The purpose of this year’s London conference was simple. While everybody in ministry has had a difficult time over the last couple of years, the sets of circumstances that many estate churches found themselves in was often trickier. Much of the weight of COVID ministry fell on fewer sets of shoulders with fewer resource options, and this weight was found to be significant.
And yet COVID will not end with a holiday, but with the need to get up and get going again with energy and vision and joy – to have Christ set before us and for us to set Him before others. The London team knew what we needed – to attend to our wellbeing, so our conference focussed on this.

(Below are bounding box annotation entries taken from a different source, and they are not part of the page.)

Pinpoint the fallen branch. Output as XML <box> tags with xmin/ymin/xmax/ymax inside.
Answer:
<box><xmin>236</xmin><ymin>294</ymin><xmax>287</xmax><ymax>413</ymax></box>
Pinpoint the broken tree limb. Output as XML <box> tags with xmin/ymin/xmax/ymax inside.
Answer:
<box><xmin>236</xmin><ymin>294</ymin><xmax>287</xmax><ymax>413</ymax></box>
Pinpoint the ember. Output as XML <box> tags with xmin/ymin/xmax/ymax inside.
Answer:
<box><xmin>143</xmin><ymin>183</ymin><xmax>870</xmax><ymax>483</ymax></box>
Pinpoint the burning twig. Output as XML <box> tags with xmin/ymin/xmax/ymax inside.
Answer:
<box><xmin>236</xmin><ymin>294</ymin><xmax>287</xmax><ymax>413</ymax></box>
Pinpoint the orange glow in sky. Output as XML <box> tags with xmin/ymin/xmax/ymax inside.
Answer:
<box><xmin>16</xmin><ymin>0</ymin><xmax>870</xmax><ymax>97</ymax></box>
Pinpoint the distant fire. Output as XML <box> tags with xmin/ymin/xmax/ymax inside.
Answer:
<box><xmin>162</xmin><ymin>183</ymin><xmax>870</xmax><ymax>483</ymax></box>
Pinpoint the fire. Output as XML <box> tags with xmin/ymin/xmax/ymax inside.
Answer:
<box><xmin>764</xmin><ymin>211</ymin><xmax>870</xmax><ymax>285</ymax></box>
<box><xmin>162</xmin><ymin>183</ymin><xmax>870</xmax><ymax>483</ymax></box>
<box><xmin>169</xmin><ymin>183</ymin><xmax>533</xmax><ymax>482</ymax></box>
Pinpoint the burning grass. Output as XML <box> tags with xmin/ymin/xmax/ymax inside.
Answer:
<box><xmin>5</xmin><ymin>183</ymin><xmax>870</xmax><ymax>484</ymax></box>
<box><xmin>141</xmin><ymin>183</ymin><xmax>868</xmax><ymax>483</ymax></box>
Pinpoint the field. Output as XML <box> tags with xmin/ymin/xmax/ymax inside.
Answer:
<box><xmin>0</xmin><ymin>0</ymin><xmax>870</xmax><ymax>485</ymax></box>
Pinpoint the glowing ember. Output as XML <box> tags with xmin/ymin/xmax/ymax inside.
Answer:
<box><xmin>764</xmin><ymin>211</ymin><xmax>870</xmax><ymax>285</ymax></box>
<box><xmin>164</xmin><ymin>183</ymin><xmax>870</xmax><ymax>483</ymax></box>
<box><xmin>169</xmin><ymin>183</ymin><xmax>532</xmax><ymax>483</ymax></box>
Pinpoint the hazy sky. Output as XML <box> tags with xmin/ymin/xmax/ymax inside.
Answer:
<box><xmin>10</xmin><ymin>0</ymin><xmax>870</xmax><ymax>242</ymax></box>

In the morning we had Canon Simon Butler who worked nationally around wellbeing. Basing much in God’s hesed (loving kindness), he spoke on “Self-care in a world needing care.” and then “Confidence and fortitude: building resilience and spiritual strength.”
After Simon’s teaching our National Director Sara, with the help of Sarah and Peter Martell provided a wonderful cooked lunch so people could sit and chat with each other. The fellowship was tangible.

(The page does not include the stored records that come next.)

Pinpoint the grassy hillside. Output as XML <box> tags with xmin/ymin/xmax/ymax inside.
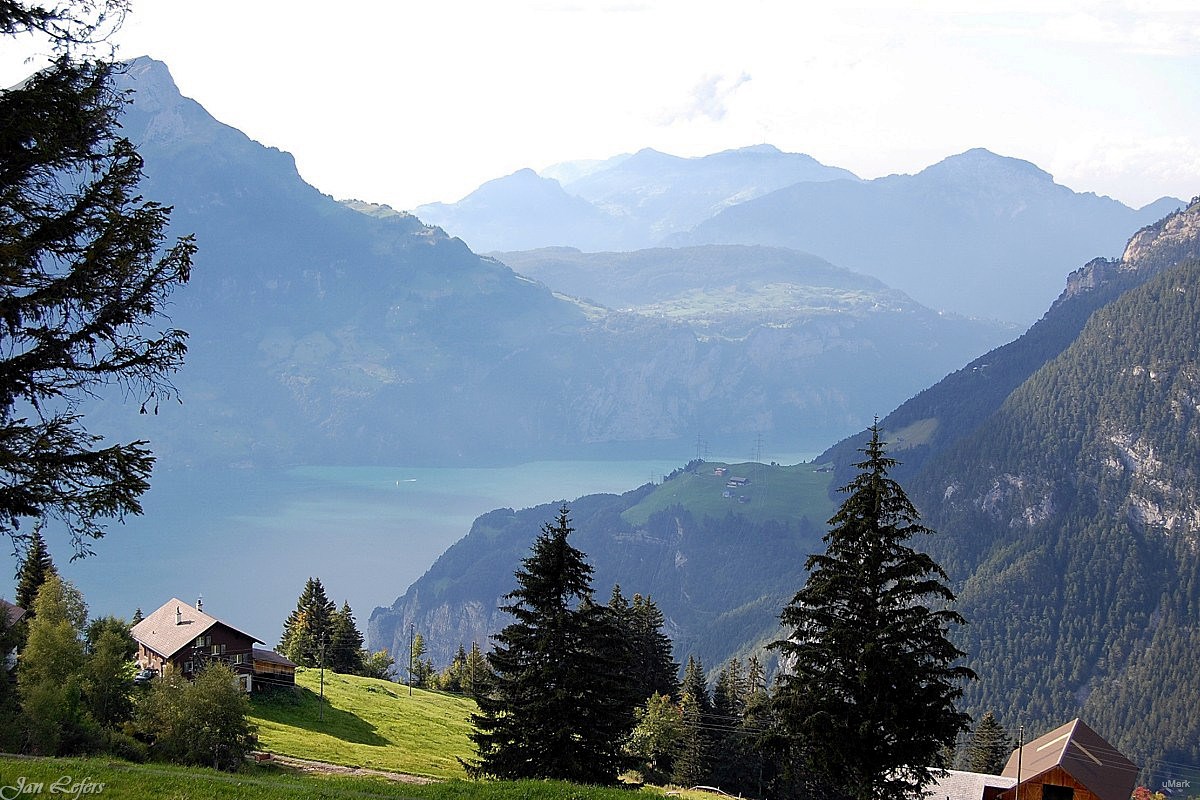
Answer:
<box><xmin>622</xmin><ymin>462</ymin><xmax>835</xmax><ymax>525</ymax></box>
<box><xmin>252</xmin><ymin>668</ymin><xmax>475</xmax><ymax>778</ymax></box>
<box><xmin>0</xmin><ymin>756</ymin><xmax>676</xmax><ymax>800</ymax></box>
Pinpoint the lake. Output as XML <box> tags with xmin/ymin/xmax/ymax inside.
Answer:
<box><xmin>0</xmin><ymin>453</ymin><xmax>811</xmax><ymax>646</ymax></box>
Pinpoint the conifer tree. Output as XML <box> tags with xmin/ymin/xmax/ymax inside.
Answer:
<box><xmin>468</xmin><ymin>505</ymin><xmax>634</xmax><ymax>784</ymax></box>
<box><xmin>280</xmin><ymin>578</ymin><xmax>336</xmax><ymax>667</ymax></box>
<box><xmin>16</xmin><ymin>525</ymin><xmax>56</xmax><ymax>613</ymax></box>
<box><xmin>672</xmin><ymin>656</ymin><xmax>713</xmax><ymax>786</ymax></box>
<box><xmin>962</xmin><ymin>711</ymin><xmax>1014</xmax><ymax>775</ymax></box>
<box><xmin>772</xmin><ymin>425</ymin><xmax>974</xmax><ymax>800</ymax></box>
<box><xmin>630</xmin><ymin>594</ymin><xmax>679</xmax><ymax>702</ymax></box>
<box><xmin>0</xmin><ymin>0</ymin><xmax>196</xmax><ymax>556</ymax></box>
<box><xmin>462</xmin><ymin>642</ymin><xmax>492</xmax><ymax>699</ymax></box>
<box><xmin>17</xmin><ymin>575</ymin><xmax>86</xmax><ymax>756</ymax></box>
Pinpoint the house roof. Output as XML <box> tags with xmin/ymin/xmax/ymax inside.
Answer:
<box><xmin>925</xmin><ymin>770</ymin><xmax>1016</xmax><ymax>800</ymax></box>
<box><xmin>0</xmin><ymin>600</ymin><xmax>25</xmax><ymax>625</ymax></box>
<box><xmin>130</xmin><ymin>597</ymin><xmax>264</xmax><ymax>658</ymax></box>
<box><xmin>1003</xmin><ymin>718</ymin><xmax>1138</xmax><ymax>800</ymax></box>
<box><xmin>254</xmin><ymin>648</ymin><xmax>295</xmax><ymax>669</ymax></box>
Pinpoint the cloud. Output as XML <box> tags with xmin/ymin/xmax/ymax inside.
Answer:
<box><xmin>662</xmin><ymin>72</ymin><xmax>750</xmax><ymax>125</ymax></box>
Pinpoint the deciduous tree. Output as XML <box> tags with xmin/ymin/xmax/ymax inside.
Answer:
<box><xmin>962</xmin><ymin>711</ymin><xmax>1013</xmax><ymax>775</ymax></box>
<box><xmin>136</xmin><ymin>662</ymin><xmax>257</xmax><ymax>770</ymax></box>
<box><xmin>469</xmin><ymin>505</ymin><xmax>634</xmax><ymax>784</ymax></box>
<box><xmin>280</xmin><ymin>578</ymin><xmax>336</xmax><ymax>667</ymax></box>
<box><xmin>17</xmin><ymin>575</ymin><xmax>86</xmax><ymax>756</ymax></box>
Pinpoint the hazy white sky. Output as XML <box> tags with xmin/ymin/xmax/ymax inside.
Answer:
<box><xmin>0</xmin><ymin>0</ymin><xmax>1200</xmax><ymax>209</ymax></box>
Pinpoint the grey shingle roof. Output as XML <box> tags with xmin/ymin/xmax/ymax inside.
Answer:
<box><xmin>130</xmin><ymin>597</ymin><xmax>263</xmax><ymax>658</ymax></box>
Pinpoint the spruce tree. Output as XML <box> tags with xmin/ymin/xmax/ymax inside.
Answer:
<box><xmin>468</xmin><ymin>505</ymin><xmax>634</xmax><ymax>784</ymax></box>
<box><xmin>0</xmin><ymin>0</ymin><xmax>196</xmax><ymax>556</ymax></box>
<box><xmin>629</xmin><ymin>594</ymin><xmax>679</xmax><ymax>702</ymax></box>
<box><xmin>16</xmin><ymin>525</ymin><xmax>58</xmax><ymax>614</ymax></box>
<box><xmin>671</xmin><ymin>656</ymin><xmax>713</xmax><ymax>786</ymax></box>
<box><xmin>280</xmin><ymin>578</ymin><xmax>336</xmax><ymax>667</ymax></box>
<box><xmin>962</xmin><ymin>711</ymin><xmax>1014</xmax><ymax>775</ymax></box>
<box><xmin>325</xmin><ymin>601</ymin><xmax>362</xmax><ymax>675</ymax></box>
<box><xmin>772</xmin><ymin>425</ymin><xmax>974</xmax><ymax>800</ymax></box>
<box><xmin>17</xmin><ymin>576</ymin><xmax>86</xmax><ymax>756</ymax></box>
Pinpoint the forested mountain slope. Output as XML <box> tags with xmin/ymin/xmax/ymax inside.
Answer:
<box><xmin>368</xmin><ymin>462</ymin><xmax>833</xmax><ymax>668</ymax></box>
<box><xmin>913</xmin><ymin>255</ymin><xmax>1200</xmax><ymax>777</ymax></box>
<box><xmin>826</xmin><ymin>196</ymin><xmax>1200</xmax><ymax>776</ymax></box>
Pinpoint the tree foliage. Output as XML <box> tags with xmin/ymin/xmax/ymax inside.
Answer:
<box><xmin>962</xmin><ymin>711</ymin><xmax>1014</xmax><ymax>775</ymax></box>
<box><xmin>280</xmin><ymin>577</ymin><xmax>337</xmax><ymax>667</ymax></box>
<box><xmin>0</xmin><ymin>0</ymin><xmax>194</xmax><ymax>555</ymax></box>
<box><xmin>134</xmin><ymin>662</ymin><xmax>257</xmax><ymax>770</ymax></box>
<box><xmin>772</xmin><ymin>425</ymin><xmax>973</xmax><ymax>800</ymax></box>
<box><xmin>469</xmin><ymin>505</ymin><xmax>634</xmax><ymax>784</ymax></box>
<box><xmin>16</xmin><ymin>525</ymin><xmax>56</xmax><ymax>612</ymax></box>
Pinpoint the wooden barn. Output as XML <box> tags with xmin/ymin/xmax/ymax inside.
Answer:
<box><xmin>1000</xmin><ymin>720</ymin><xmax>1138</xmax><ymax>800</ymax></box>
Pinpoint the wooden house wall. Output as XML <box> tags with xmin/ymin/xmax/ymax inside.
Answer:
<box><xmin>1001</xmin><ymin>766</ymin><xmax>1100</xmax><ymax>800</ymax></box>
<box><xmin>138</xmin><ymin>622</ymin><xmax>254</xmax><ymax>676</ymax></box>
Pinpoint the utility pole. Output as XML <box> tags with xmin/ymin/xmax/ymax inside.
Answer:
<box><xmin>1013</xmin><ymin>724</ymin><xmax>1025</xmax><ymax>800</ymax></box>
<box><xmin>317</xmin><ymin>631</ymin><xmax>325</xmax><ymax>722</ymax></box>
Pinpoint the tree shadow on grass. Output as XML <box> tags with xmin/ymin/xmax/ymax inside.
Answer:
<box><xmin>253</xmin><ymin>686</ymin><xmax>391</xmax><ymax>746</ymax></box>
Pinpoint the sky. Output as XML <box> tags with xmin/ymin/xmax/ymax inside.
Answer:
<box><xmin>0</xmin><ymin>0</ymin><xmax>1200</xmax><ymax>209</ymax></box>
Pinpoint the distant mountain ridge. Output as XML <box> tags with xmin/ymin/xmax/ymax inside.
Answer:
<box><xmin>414</xmin><ymin>145</ymin><xmax>858</xmax><ymax>252</ymax></box>
<box><xmin>370</xmin><ymin>199</ymin><xmax>1200</xmax><ymax>780</ymax></box>
<box><xmin>88</xmin><ymin>59</ymin><xmax>1000</xmax><ymax>467</ymax></box>
<box><xmin>416</xmin><ymin>145</ymin><xmax>1183</xmax><ymax>325</ymax></box>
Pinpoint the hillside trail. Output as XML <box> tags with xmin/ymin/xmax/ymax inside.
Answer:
<box><xmin>256</xmin><ymin>753</ymin><xmax>437</xmax><ymax>783</ymax></box>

The afternoon had three breakout groups:
First was Steph Nadarajah who spoke on the value of spiritual direction and maintaining our spiritual health.
Lucie Walsh spoke for the Clergy Families Network. Ministers have families who have equally gone through difficult times, and Lucie spoke powerfully around how to protect families from the pressure of ministry.
Finally, we had Ben Cahill-Nicholls from the Clergy Support Trust, and his message was simple – “If you are struggling, get in touch! We can probably help … with money!”
For many this was the first face to face conference for two years. The joy and positivity was palpable and evident. The smiles on the faces of people as they left said more than any quote that I can bring. It was a fantastic and blessed day.
Did you know…?
Some employers allow paid volunteer leave. Peter was able to come and serve in the kitchen at our conference thanks to Network Rail who recognise volunteering as a good way to become more involved in the community, to acquire new skills and to experience and develop invaluable life skills. Employees can choose to use their volunteer leave to support many different charitable organisations and we are grateful that Peter chose to volunteer with NECN.